Prabhat Lama, 34, stole the show at this year’s Gaijatra programme. His caricatures and knack for cracking jokes at just the right moment had the audience in fits of laughter.
The way he depicted Mahabir Pun, the founder of the National Innovation Centre, as Ahabir Pun was met with great appreciation. It was only Manoj Gajurel who dared to do this in the past. However, there stood a young man, causing waves of laughter to sweep through the audience, ensuring that they would remember him for years to come.
Prabhat Lama has been a prominent figure in the comedy scene for quite some time. Renowned for his caricatures, he is a highly sought-after comedian in Nepal. Leading up to the event, he was uncertain about whom to caricature for the show. While he had a few options in mind, it was when he impersonated Mahabir Pun in front of Gajurel that the choice became clear.
“The response I received from Manoj dai was great. He told me my voice matched and I should work on the character. After trying out the character in the digital Gaijatra, and receiving positive feedback, it was decided that I would perform it on stage as well,” says Lama.
There were a few who were not sure. Caricaturing someone like Pun, who has earned the respect of many as an innovator and a visionary, would have to be done well. Lama, however, was clear about how he wanted to do it and understanding the matter at hand prepared a skit in a manner which would honour home.
“I just wanted to pay homage to one of the great Nepalis of the current time,” he says.
Prabhat Lama was concerned too. He was unsure if Pun’s speaking style would manage to attract the attention of the audience. He did not want to bore people. If he did, he would have failed as a comic.
His fears never materialised. The public adored it. The way he portrayed Pun’s character garnered applause from everyone. Looking back, Lama feels a sense of pride and hopes that experiments like these will continue to be appreciated by the audience.
Life of comic
Prabhat Lama has had a fondness for comedy since he was a young boy. It was during his school days when he witnessed comedian Manoj Gajurel impersonating famous people during the Gaijatra programme. Lama wanted to emulate Gajurel. He knew if he worked hard, he could do the same and soon started to try his hand at it.
Another comedian who inspired him is Kamal Gaule. Lama used to listen to Gaule’s Gaijatra cassette, which further fueled his passion for comedy.
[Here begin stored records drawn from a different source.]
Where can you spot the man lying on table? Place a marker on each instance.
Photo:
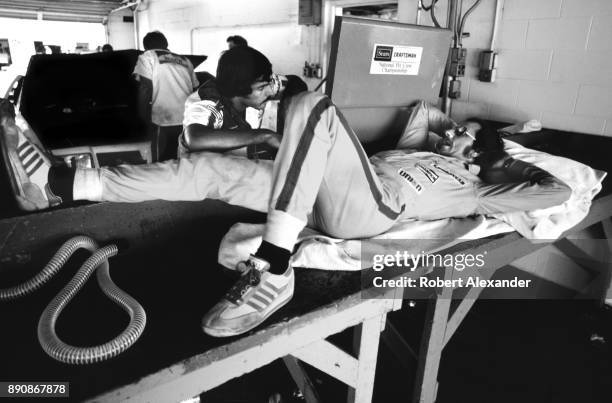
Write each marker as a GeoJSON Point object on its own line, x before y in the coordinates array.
{"type": "Point", "coordinates": [320, 177]}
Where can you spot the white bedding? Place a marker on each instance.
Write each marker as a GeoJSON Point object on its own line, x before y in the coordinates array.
{"type": "Point", "coordinates": [322, 252]}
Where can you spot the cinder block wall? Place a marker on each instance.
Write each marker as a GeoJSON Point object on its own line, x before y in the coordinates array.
{"type": "Point", "coordinates": [555, 64]}
{"type": "Point", "coordinates": [201, 27]}
{"type": "Point", "coordinates": [555, 56]}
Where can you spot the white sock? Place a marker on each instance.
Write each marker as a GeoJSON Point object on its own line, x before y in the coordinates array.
{"type": "Point", "coordinates": [282, 229]}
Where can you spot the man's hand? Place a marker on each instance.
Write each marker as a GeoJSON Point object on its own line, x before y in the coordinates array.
{"type": "Point", "coordinates": [270, 138]}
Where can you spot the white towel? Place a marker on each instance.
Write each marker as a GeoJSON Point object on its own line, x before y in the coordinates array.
{"type": "Point", "coordinates": [551, 222]}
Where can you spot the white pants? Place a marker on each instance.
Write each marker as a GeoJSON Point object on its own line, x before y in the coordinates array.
{"type": "Point", "coordinates": [321, 168]}
{"type": "Point", "coordinates": [321, 175]}
{"type": "Point", "coordinates": [197, 176]}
As a result, during school events, he would always make people laugh. Even when performing on stage at school, he would often opt for funny songs while dancing.
Although his interest in comedy had been present since his high school days, after finishing high school, he pursued a career as a radio presenter.
“At Radio Audio, the audience appreciated my mimicry of former king Gyanendra Shah and journalist Rishi Dhamala. This encouragement propelled me to transition into comedy. Working in media also provided me with valuable information that I incorporated into my comedic acts,” says Lama.
Later, comedian Raja Rajendra Pokharel approached him with the idea of doing a comedy show, leading to the creation of Nepali Comedy Show. His involvement in the show significantly bolstered his reputation in the comedy scene. Subsequently, he took part in Comedy Champion Season 2. Although he did not achieve the desired outcome, not advancing beyond the top 15 selection, the show did help introduce Prabhat Lama to a wider audience in the comedy field.
After gaining this experience, Prabhat Lama decided to shift his focus entirely to comedy, leaving behind his career in the media industry. He joined the Comedy Hub led by Kedar Ghimire, also known as ‘Magne Budha’, a project initiated and hosted by Rajendra Pokharel.
Among the diverse characters he portrayed, his impersonation of Keshav Sthapit gained him considerable fame.
“I received a positive response after performing the role of Keshav Sthapit,” said Lama.
The roast culture
Prabhat Lama is confident that the Nepali comedy scene is on the rise. However, he also observes an increasing tendency to use the guise of ‘roasting’ as a means to deliver insults.
“Nepali comedy is thriving, with numerous comedians entering the field. However, this influx has also brought about certain distortions, such as the prevalence of more insulting acts masquerading as comedy or roasting,” says Lama. “Nevertheless, the audience’s understanding of content has advanced, and they no longer find indirect satire as satisfying as before. Nowadays, comedians need to employ direct roasting to captivate the audience during the show.”
Presently, Prabhat Lama, who is engaged in Mundre’s Comedy Club, expresses that despite Nepal being the Federal Democratic Republic, there are occasions when comedy needs to be exercised with caution and limitations.
“When we have to filter things, our ability to crack good jokes fades. Things are not like this abroad. Foreign comedians do not have to filter the content but we have to which is not good I feel,” says Lama.
He emphasises the importance of respecting the institution, noting that satire should focus on individual tendencies rather than targeting the institution itself. He acknowledges that, for now, the only option is to await the passage of time for a resolution to this issue.
“We need to be true to ourselves and carry on doing this,” he said.
This story was translated from the original Nepali version and edited for clarity and length.